Alparslan Altan, hakkında ifade veren diğer iki kişinin gizli tanık yapıldığını, beyanlarında hiçbir somut veri bulunmadığını öne sürdü.
Örgütün gizli haberleşme programı ByLock kullanmadığını, bu yönde bir iddia da bulunmadığını söyleyen Altan, "Bana ait olduğu ileri sürülen kod ismini iddianameden öğrendim, karşılıklı mesajların gönderildiği şahıslarla herhangi bir ilişkim bulunmamaktadır. Tutarsız ve anlamsız yazışmalar beni bağlamaz." dedi.
- "Patates hat" suçlamasını reddetti
Sanık Altan, örgüt tarafından kendisine "patates hat" denilen gizli hat verildiği iddiasını da kabul etmedi. Altan, kullandığı tek bir telefon hattı bulunduğunu, adına kayıtlı diğer iki hattın eşi ve babası tarafından kullanıldığını, bunların dışında herhangi bir telefonunun bulunmadığını savundu.
Gözaltına alındığı gün evde telefonlarına, bilgisayarlara el konulduğunu, böyle bir hattın evinde ele geçirilmediğini anlatan Altan, "Patates hat" denilen hattın HTS incelemesinde gözaltına alındıktan sonra da kullanıldığının görüldüğünü, bu durumun hattın kendisinde bulunmadığının kanıtı olduğunu öne sürdü.
Örgütün sivil imamlarıyla yurt dışına çıktığı iddiasını da reddeden Altan, iddia edilen tarihte Anayasa Mahkemesinin resmi gezisi nedeniyle Almanya'ya gittiğini, gezide Anayasa Mahkemesi Başkanı Zühtü Arslan ve diğer bazı üyelerin de bulunduğunu belirterek, geziye ilişkin fotoğrafları heyete sundu.
Alparslan Altan, Anayasa Mahkemesinin kendisiyle ilgili ihraç kararını da eleştirerek, kararın Mahkemenin ve Avrupa İnsan Hakları Mahkemesi'nin (AİHM) içtihatlarına aykırı olduğu savunmasını yaptı.

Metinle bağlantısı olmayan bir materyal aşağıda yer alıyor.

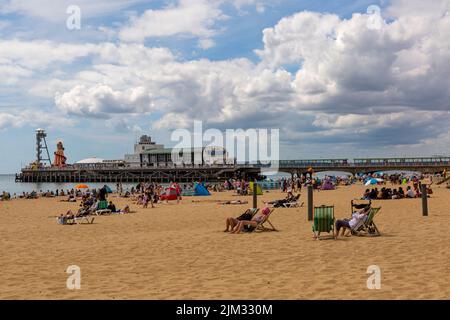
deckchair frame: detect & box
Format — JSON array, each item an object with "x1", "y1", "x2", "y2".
[
  {"x1": 313, "y1": 205, "x2": 335, "y2": 240},
  {"x1": 255, "y1": 208, "x2": 278, "y2": 231},
  {"x1": 352, "y1": 207, "x2": 381, "y2": 236}
]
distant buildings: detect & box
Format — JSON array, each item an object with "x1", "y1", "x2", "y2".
[{"x1": 125, "y1": 135, "x2": 234, "y2": 167}]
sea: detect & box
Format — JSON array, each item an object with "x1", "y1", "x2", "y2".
[
  {"x1": 0, "y1": 172, "x2": 356, "y2": 195},
  {"x1": 0, "y1": 174, "x2": 137, "y2": 195}
]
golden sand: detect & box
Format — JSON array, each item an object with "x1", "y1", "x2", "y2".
[{"x1": 0, "y1": 186, "x2": 450, "y2": 299}]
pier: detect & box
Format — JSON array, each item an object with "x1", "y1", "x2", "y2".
[{"x1": 16, "y1": 158, "x2": 450, "y2": 183}]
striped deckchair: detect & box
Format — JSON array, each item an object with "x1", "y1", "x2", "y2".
[
  {"x1": 352, "y1": 207, "x2": 381, "y2": 236},
  {"x1": 312, "y1": 206, "x2": 334, "y2": 240},
  {"x1": 256, "y1": 208, "x2": 278, "y2": 231}
]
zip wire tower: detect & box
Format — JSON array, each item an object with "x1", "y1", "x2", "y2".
[{"x1": 36, "y1": 129, "x2": 52, "y2": 167}]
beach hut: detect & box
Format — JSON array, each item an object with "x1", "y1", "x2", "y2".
[{"x1": 249, "y1": 182, "x2": 263, "y2": 196}]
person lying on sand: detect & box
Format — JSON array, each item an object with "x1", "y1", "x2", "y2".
[
  {"x1": 231, "y1": 207, "x2": 270, "y2": 234},
  {"x1": 219, "y1": 200, "x2": 248, "y2": 205},
  {"x1": 223, "y1": 209, "x2": 253, "y2": 232},
  {"x1": 335, "y1": 206, "x2": 370, "y2": 239},
  {"x1": 265, "y1": 193, "x2": 300, "y2": 208}
]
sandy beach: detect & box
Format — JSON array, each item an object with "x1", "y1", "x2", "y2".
[{"x1": 0, "y1": 185, "x2": 450, "y2": 299}]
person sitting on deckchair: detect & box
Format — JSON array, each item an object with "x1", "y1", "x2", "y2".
[
  {"x1": 107, "y1": 201, "x2": 117, "y2": 213},
  {"x1": 267, "y1": 193, "x2": 300, "y2": 208},
  {"x1": 119, "y1": 205, "x2": 131, "y2": 214},
  {"x1": 231, "y1": 207, "x2": 270, "y2": 234},
  {"x1": 57, "y1": 210, "x2": 75, "y2": 225},
  {"x1": 335, "y1": 206, "x2": 370, "y2": 238},
  {"x1": 223, "y1": 209, "x2": 253, "y2": 232}
]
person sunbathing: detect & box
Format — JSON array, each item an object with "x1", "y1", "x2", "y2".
[
  {"x1": 219, "y1": 200, "x2": 248, "y2": 205},
  {"x1": 266, "y1": 193, "x2": 300, "y2": 208},
  {"x1": 223, "y1": 209, "x2": 253, "y2": 232},
  {"x1": 231, "y1": 207, "x2": 270, "y2": 234},
  {"x1": 335, "y1": 206, "x2": 370, "y2": 239}
]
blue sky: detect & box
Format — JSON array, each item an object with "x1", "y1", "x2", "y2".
[{"x1": 0, "y1": 0, "x2": 450, "y2": 173}]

Altan, Anayasa Mahkemesine yaptığı bireysel başvuruya yönelik kararın reddedilmesini de "Anayasa Mahkemesi bu davada bireysel başvuruyu inceleyen bir insan hakları mahkemesi gibi değil, sanığı mahkum etmeye çalışan taraflı bir alt mahkeme hakimi gibi davranmıştır. Bu karar da mahkeme ilkelerine ve AİHM içtihatlarına aykırıdır." sözleriyle değerlendirdi.
Sanık Altan, savunmasının sonunda tahliye ve beraat talep etti.
Daha sonra Mahkeme Başkanı Burhan Karaloğlu, dosyaya gelen bilgi ve belgeleri okudu.
Karaloğlu, sanığın Bank Asya'da hesabının olmadığını, terör örgütü tepe yöneticileriyle irtibatına rastlanmadığını, adına kullandığı telefon hatlarında ByLock bulunmadığını aktardı.
Başkan Karaloğlu, Altan'a gözaltı sırasında el konulan telefonunun şifresi bilinmediğinden imajının alınamadığını söyledi ve şifreyi sordu. Altan, şifreyi hatırlamadığını, parmak izi kullandığını belirtti.
Altan'ın avukatı Erol Aras da eski Anayasa Mahkemesi Başkanı Haşim Kılıç'ın tanık olarak dinlenmesine karar verilmesini isteyerek, tahliye talebinde bulundu.
Verilen aranın ardından toplanan mahkeme heyeti, sanığın tutukluluk halinin devamına karar verdi.
Altan'ın şifresi bilinmeyen telefonunun gelecek celse duruşmaya getirilmesi ve parmak iziyle açılması nedeniyle imajının alınması için teknik elemanların ekipmanıyla duruşmada hazır edilmesi kararlaştırıldı.
Eski Anayasa Mahkemesi Başkanı Haşim Kılıç ile sanık hakkında ifade veren eski Anayasa Mahkemesi raportörü Recep Ünal'ın tanık olarak dinlenmesine, duruşmanın 27 Eylül'e bırakılmasına karar verildi.